Step 3: Formulate the Equations of Motion

• Basic Equations: The primary equations for motion in rectangular coordinates are derived from Newton's second law and can be expressed as:
  • ( s = s_0 + vt + \frac{1}{2}at^2 )
  • ( v = v_0 + at )
  • ( a = \frac{dv}{dt} )
• Variables Explained:
  • ( s_0 ): Initial position.
  • ( v_0 ): Initial velocity.
  • ( a ): Constant acceleration.
  • ( t ): Time.

Step 4: Apply the Equations to Solve Problems

• Identify Known and Unknown Variables:
  • Determine what information you have (initial position, velocity, acceleration, time) and what you need to find.
• Choose the Appropriate Equation:
  • Depending on the variables you have, select the equation that allows you to solve for the unknown.
• Example Problem:
  • If an object starts from rest (v0 = 0) and accelerates at 2 m/s² for 5 seconds, find the displacement.
    • Use ( s = s_0 + v_0t + \frac{1}{2}at^2 ):
    • ( s = 0 + 0(5) + \frac{1}{2}(2)(5^2) )
    • Calculate ( s = 25 ) meters.

Step 5: Analyze Motion Graphically

• Graph the Motion: Plotting position, velocity, and acceleration over time can help visualize the motion.
• Use Graphs for Interpretation:
  • The slope of the position-time graph represents velocity.
  • The slope of the velocity-time graph indicates acceleration.

Conclusion

In this tutorial, we have covered the fundamental aspects of equations of motion in rectangular coordinates.
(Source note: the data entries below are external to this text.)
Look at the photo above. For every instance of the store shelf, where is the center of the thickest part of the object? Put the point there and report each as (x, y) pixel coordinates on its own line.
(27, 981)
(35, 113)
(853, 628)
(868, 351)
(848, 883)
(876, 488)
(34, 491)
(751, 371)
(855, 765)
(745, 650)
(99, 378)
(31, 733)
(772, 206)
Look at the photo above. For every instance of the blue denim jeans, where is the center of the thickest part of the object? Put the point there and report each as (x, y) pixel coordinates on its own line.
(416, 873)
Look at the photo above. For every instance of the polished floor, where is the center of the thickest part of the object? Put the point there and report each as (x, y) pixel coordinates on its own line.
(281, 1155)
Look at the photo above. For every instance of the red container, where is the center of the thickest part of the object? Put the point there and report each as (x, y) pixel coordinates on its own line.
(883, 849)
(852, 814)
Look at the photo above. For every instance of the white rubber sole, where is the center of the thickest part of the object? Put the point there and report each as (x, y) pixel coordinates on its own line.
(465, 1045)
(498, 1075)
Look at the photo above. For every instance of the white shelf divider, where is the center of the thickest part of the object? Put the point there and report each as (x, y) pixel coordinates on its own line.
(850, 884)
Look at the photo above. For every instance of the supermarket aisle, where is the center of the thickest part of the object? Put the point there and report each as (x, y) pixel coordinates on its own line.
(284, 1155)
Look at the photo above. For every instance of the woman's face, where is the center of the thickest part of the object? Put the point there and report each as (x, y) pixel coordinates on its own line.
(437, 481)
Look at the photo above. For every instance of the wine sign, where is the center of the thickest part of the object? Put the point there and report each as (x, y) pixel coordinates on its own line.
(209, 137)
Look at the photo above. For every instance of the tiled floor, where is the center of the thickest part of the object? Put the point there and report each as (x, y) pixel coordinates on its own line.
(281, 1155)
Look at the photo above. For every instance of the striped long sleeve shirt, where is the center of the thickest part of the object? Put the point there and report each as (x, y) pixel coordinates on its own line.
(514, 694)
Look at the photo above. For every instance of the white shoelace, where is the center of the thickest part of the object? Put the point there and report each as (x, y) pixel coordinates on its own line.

You learned to define motion, set up a coordinate system, formulate and apply the equations of motion, and analyze motion graphically.

Next steps could include practicing more complex problems, exploring different coordinate systems, or studying the effects of varying acceleration on motion. Understanding these principles will greatly enhance your problem-solving skills in dynamics and engineering mechanics.